Welcome to Failsworth
Sean Fielding was born on January 10, 1990. He grew up in Failsworth, the town three miles north-east of Manchester where he lives today. His mum, who came from nearby Newton Heath, worked for the council, and his dad, who was born in Failsworth in the 1950s, was a bus driver.
Failsworth has around 20,000 residents and sits reluctantly within the borough of Oldham. It’s where you move "if you're from Newton Heath and you've done alright,” Fielding told me. Yes, it has its spit and sawdust pubs and a feeling of being on the neglected edge of various places, including Tameside, which it borders. “People here say they are from Failsworth, never from Oldham,” Fielding says. But the town also boasts pleasant residential streets lined with interwar semis and a beautiful country park maintained by the National Trust.
Fielding did well at school, excelling at maths in particular. He was one of the students featured in the local newspaper after GCSEs, celebrating getting a straight run of As and A*s. He transferred from the local comprehensive school to Oldham Sixth Form College, which was much more ethnically diverse, representing the make-up of the borough, as opposed to Failsworth, which is overwhelmingly white.
This summer marks 20 years since the Oldham race riots of 2001, and when Fielding was at school in Failsworth, his class was taken to a mosque in Oldham as part of an effort to improve community understanding. The riots threw a national spotlight onto racial tensions in Oldham, where around 17% of residents described their ethnicity as Pakistani or Bangladeshi in the 2011 census, compared to around 3% nationally.
When he got a place at the University of Manchester to study engineering, Fielding was the first member of his family to enter higher education. Now 31, he credits his experience at university with allowing him to become leader of Oldham Council less than a decade later. Not because of the technical skills he learned (he soon realised engineering wasn’t his calling), but because being around the middle-class people you meet at uni gave him a certain confidence in the world of politics. By his account, he never felt totally at home with the other students and he stayed living in Failsworth during his degree to save money, working shifts at Tescos in the evenings and weekends, and every day during the holidays.
His entry into local politics came via Tesco and the trade union there. Fielding became the councillor for Failsworth West, attracting support from both traditional Labour voters and people who had known him since he was little. At one point during our conversations, he mentioned a particular part of Failsworth and said: “There are lots of Tories who vote for me from down there because they knew my gran ran the paper shop and 'Sean's a nice lad who played the piano at the Christmas concert' and stuff like that.” He got to know the Tameside MP — and now deputy Labour leader — Angela Rayner, and did bits of work for her. In 2018, he became one of the country’s youngest council leaders, aged just 28, in what was described as a “coup.” He was quickly recognised by other politicians in Greater Manchester, including Andy Burnham, as a fast-rising star.

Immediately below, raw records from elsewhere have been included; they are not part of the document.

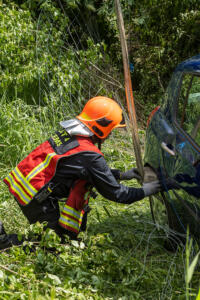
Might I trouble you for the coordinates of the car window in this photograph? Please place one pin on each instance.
(188, 113)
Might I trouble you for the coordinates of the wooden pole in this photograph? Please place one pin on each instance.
(129, 90)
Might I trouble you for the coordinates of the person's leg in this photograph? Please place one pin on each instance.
(47, 211)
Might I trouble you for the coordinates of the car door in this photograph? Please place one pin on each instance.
(183, 162)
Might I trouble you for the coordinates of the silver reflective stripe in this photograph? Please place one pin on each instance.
(25, 184)
(41, 166)
(18, 189)
(70, 223)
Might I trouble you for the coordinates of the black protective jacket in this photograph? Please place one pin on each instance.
(92, 167)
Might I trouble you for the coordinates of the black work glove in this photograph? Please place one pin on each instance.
(130, 174)
(151, 188)
(171, 184)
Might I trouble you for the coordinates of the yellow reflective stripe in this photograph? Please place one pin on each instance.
(41, 166)
(72, 212)
(26, 185)
(18, 190)
(67, 221)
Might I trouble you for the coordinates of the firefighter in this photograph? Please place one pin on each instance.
(67, 166)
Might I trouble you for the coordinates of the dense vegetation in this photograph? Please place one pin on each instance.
(54, 55)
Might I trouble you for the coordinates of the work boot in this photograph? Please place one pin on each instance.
(8, 240)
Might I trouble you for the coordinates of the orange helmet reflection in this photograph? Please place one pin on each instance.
(101, 115)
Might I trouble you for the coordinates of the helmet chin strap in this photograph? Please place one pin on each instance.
(97, 140)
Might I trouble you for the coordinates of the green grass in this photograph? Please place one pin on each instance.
(121, 255)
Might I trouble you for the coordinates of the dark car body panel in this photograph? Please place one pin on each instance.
(184, 166)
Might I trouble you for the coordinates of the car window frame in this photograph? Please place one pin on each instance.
(175, 109)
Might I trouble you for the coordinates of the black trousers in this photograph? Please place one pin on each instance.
(47, 211)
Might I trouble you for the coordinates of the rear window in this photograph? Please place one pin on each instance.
(188, 112)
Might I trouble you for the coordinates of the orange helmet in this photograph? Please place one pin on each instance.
(101, 115)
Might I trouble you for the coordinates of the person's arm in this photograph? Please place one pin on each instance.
(100, 175)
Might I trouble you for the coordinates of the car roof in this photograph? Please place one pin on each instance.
(190, 65)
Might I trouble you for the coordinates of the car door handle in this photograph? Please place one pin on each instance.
(165, 147)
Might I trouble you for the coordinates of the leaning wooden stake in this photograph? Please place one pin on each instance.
(128, 90)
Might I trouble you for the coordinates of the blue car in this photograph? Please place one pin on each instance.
(172, 152)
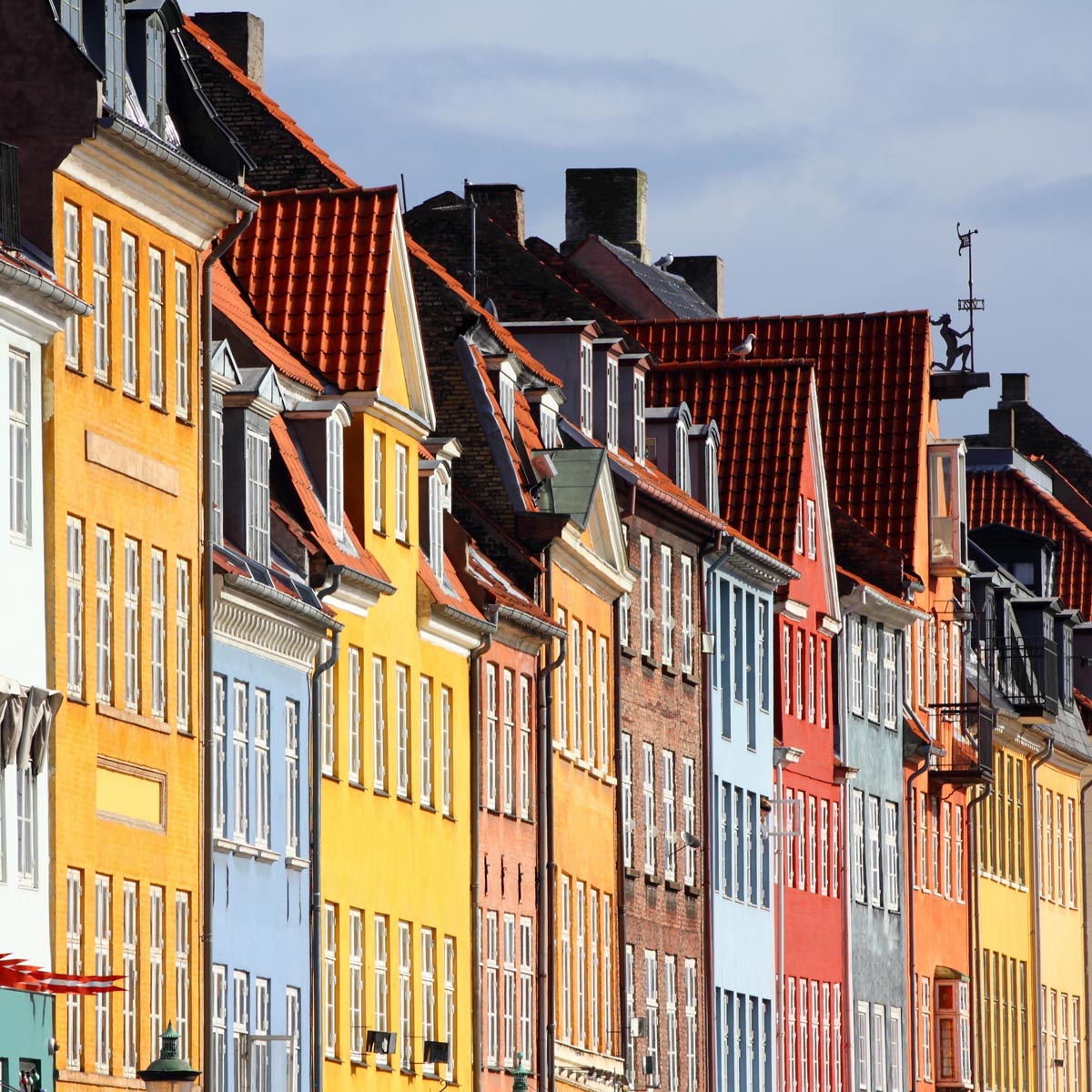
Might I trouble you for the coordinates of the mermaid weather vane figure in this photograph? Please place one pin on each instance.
(965, 354)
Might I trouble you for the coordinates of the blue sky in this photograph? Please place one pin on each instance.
(824, 150)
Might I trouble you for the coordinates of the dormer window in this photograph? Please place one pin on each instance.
(336, 472)
(114, 88)
(258, 496)
(587, 404)
(947, 506)
(682, 458)
(713, 491)
(639, 416)
(156, 107)
(612, 403)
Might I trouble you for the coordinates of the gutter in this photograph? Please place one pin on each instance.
(190, 169)
(207, 594)
(318, 1051)
(475, 725)
(1036, 871)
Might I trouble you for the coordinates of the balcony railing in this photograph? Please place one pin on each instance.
(966, 733)
(1026, 672)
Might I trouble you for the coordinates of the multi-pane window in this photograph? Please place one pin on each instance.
(129, 370)
(330, 977)
(401, 492)
(356, 986)
(405, 995)
(74, 965)
(292, 778)
(649, 787)
(258, 496)
(379, 723)
(74, 536)
(354, 723)
(181, 339)
(183, 971)
(101, 295)
(240, 748)
(156, 904)
(19, 445)
(402, 723)
(648, 616)
(380, 982)
(425, 716)
(132, 658)
(158, 634)
(129, 965)
(72, 268)
(262, 771)
(666, 607)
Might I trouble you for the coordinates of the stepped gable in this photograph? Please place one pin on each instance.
(315, 267)
(873, 380)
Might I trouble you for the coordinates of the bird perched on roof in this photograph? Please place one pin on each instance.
(743, 349)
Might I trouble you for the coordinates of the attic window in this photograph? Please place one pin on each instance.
(612, 403)
(336, 473)
(587, 404)
(114, 90)
(639, 416)
(258, 497)
(508, 399)
(682, 460)
(157, 50)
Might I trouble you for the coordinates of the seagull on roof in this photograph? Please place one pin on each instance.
(743, 349)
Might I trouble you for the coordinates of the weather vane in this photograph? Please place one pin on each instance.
(965, 354)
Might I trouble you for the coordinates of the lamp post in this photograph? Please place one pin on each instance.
(169, 1073)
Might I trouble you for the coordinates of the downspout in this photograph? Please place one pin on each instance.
(318, 1052)
(1036, 868)
(475, 809)
(207, 595)
(911, 902)
(546, 864)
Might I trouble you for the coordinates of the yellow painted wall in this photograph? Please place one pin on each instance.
(131, 445)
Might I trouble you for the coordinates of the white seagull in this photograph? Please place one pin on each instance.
(743, 349)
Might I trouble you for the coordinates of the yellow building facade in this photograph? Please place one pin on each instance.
(123, 565)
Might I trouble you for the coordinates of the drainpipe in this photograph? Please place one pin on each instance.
(475, 813)
(1036, 868)
(546, 864)
(318, 1051)
(207, 595)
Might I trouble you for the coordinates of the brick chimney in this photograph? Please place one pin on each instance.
(612, 202)
(1015, 386)
(502, 202)
(240, 35)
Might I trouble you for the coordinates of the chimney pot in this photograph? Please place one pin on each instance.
(611, 202)
(1015, 386)
(502, 202)
(240, 35)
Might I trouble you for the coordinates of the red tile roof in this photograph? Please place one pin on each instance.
(873, 376)
(285, 123)
(1009, 497)
(232, 305)
(356, 560)
(315, 266)
(763, 413)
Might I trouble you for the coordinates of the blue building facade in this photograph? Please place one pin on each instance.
(743, 824)
(268, 632)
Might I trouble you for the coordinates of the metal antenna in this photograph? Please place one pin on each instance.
(971, 304)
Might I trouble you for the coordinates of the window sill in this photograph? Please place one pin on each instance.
(128, 718)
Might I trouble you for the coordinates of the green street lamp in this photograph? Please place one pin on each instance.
(169, 1073)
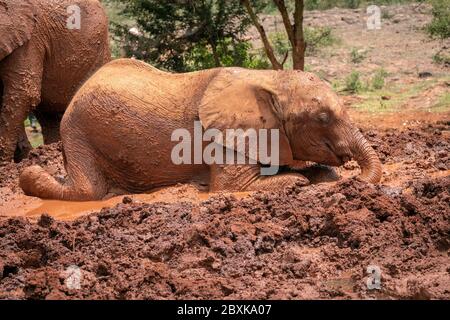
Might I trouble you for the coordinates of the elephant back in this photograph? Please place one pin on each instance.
(17, 23)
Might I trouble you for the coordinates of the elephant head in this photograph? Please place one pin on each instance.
(17, 22)
(314, 125)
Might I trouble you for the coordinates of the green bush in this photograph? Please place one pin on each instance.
(357, 56)
(353, 83)
(328, 4)
(317, 38)
(439, 27)
(441, 58)
(230, 54)
(378, 79)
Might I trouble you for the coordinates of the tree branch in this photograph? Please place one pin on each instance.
(267, 46)
(286, 20)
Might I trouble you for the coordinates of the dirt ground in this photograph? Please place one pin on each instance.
(304, 242)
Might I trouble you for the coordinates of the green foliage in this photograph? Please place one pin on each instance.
(353, 83)
(439, 27)
(357, 56)
(317, 38)
(386, 15)
(280, 43)
(230, 53)
(172, 32)
(328, 4)
(441, 58)
(378, 79)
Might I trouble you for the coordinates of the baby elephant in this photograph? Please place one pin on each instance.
(117, 132)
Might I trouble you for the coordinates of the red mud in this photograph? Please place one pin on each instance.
(303, 242)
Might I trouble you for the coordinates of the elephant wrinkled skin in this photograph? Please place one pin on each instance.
(117, 130)
(43, 62)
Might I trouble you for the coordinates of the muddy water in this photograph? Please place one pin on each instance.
(69, 210)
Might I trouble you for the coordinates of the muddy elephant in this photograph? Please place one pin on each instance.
(48, 49)
(118, 131)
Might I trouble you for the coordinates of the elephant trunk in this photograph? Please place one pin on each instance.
(366, 157)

In person Fielding is very tall and seems comfortable in his own skin. He can be entertaining and speaks plainly about people in politics. Initially he enjoyed the job as leader, and says the abuse he got for being too young and inexperienced didn’t get to him. But some of his posts on Twitter suggest that maybe he was too young to run a major council in a large and historically complex town. He sometimes came across as thin-skinned, firing off childish memes and making fun of his detractors — like when he shortened the name of a right-wing grouping called Proud of Oldham and Saddleworth to POOS.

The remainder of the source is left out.